Events in Spain have intensified the ideological war in America

Sidney Blumenthal
Thursday March 18, 2004
The Guardian

When terrorist bombs exploded at Atocha train station in Madrid on March 11, a date that resonated like a European September 11, politics on both sides of the Atlantic were thrown into turmoil. The ruling conservative Popular party and the Bush administration instantly staked the Spanish election on the presumed identity of the terrorists.

The Spanish government had supported Bush's war in Iraq against the overwhelming opposition of Spanish public opinion. March 11, therefore, must not be September 11. The culprits must be Eta, not al-Qaida. The then prime minister, José Mariá Aznar, repeatedly called Spanish newspapers to insist that Eta was responsible. Within hours of the attack, George Bush and his secretary of state Colin Powell helpfully pointed their fingers at Eta. A day before the election, however, alleged terrorists linked to al-Qaida were arrested. The credibility of the government was in tatters and it suffered a shattering defeat.

José Luis Rodríguez Zapatera, the new Socialist prime minister, immediately pledged his commitment to the war on terror, while calling the war in Iraq a "disaster" and, for good measure, announcing: "I want Kerry to win." John Kerry, for his part, called for Zapatera to reconsider his decision to withdraw Spanish troops from Iraq. Each statement reflected a complex reconfiguring of politics after March 11. The crisis in the western alliance, a reaction to Bush, is a new peril to be navigated by Kerry.

On the eve of the Spanish election, Bush's first wave of campaign spots on television - featuring a flag-draped coffin at Ground Zero - had failed.

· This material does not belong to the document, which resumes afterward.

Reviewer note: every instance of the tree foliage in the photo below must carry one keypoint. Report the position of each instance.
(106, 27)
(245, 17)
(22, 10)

By more than a two-to-one majority, voters felt the ad was inappropriate and it was hastily withdrawn. Bush replaced it with a more menacing commercial. The ad claimed (falsely) that Kerry had a plan to raise taxes by $900m. Then came a triptych of rapid images: a US soldier - was he patrolling in Iraq? - a young man looking over his shoulder as he runs down a city street at night - was he a mugger or escaping an attack? - and a close-up of the darting eyes of a swarthy man - was he a terrorist? The voiceover: Kerry would "weaken America".

The images were racial and subliminal, intended to play upon irrational fear. A Bush spokesman explained that the generic olive-skinned figure was a hired actor and wasn't an Arab. Through this literal-mindedness the Bush campaign tried to deflect criticism as it sought to sow apprehension about Kerry.

Though Kerry is the presumptive Democratic presidential nominee and has served in the Senate for 19 years, he is not well known. Yet he is even with or ahead of Bush in the polls. For Bush, the next 60 days may be decisive. The elder Bush, lagging in 1988, waited until after the Republican convention in late summer to paint his opponent as a soft liberal, somehow unamerican. This President Bush cannot wait.

On every issue of domestic concern, Kerry defeats Bush. Only on foreign policy does Bush hold sway, so he must heighten and reinforce that difference. Kerry must be weak, Bush must be strong. Thus a new Bush ad: jets take off from an aircraft carrier, a female soldier hugs her family, and the voiceover: "Kerry ... wrong on defence." The ad claims that Kerry voted against an $87bn post-Iraq war appropriation, failing to note, of course, that he had proposed linking it to rescinding Bush's tax cut for the wealthy.

After the Spanish election, the White House that had insisted that it was Eta and not al-Qaida pivoted its argument. The Spanish vote was not a triumph of democracy, a revulsion against the political manipulation of terror. Instead it is being construed as a victory for al-Qaida, a blow in the "ideological war on terrorism", as Anne Applebaum, the neoconservative editorial writer of the Washington Post, put it.

The Bush doctrine has evaporated. Whether it was ever a doctrine rather than a rationale for an already decided upon invasion of Iraq is questionable. Certainly, the war in Afghanistan was a response to an attack on the US, not a pre-emptive strike. Rejected now by a member state of Nato through its democratic process, the doctrine per se has no practical future as an instrument of foreign policy, if it ever did.

But the consequences of Bush remain centre-stage. As the arrogance of power increasingly leads to the dissolution of power, the "ideological war" becomes more furious. For the neoconservatives, the political meaning of 3/11 must be forced into the Procrustean bed of Bush's 9/11. Bush's campaign, after all, turns on the pre-emptive strike.

· Sidney Blumenthal, the author of The Clinton Wars, is Washington bureau chief of Salon.com.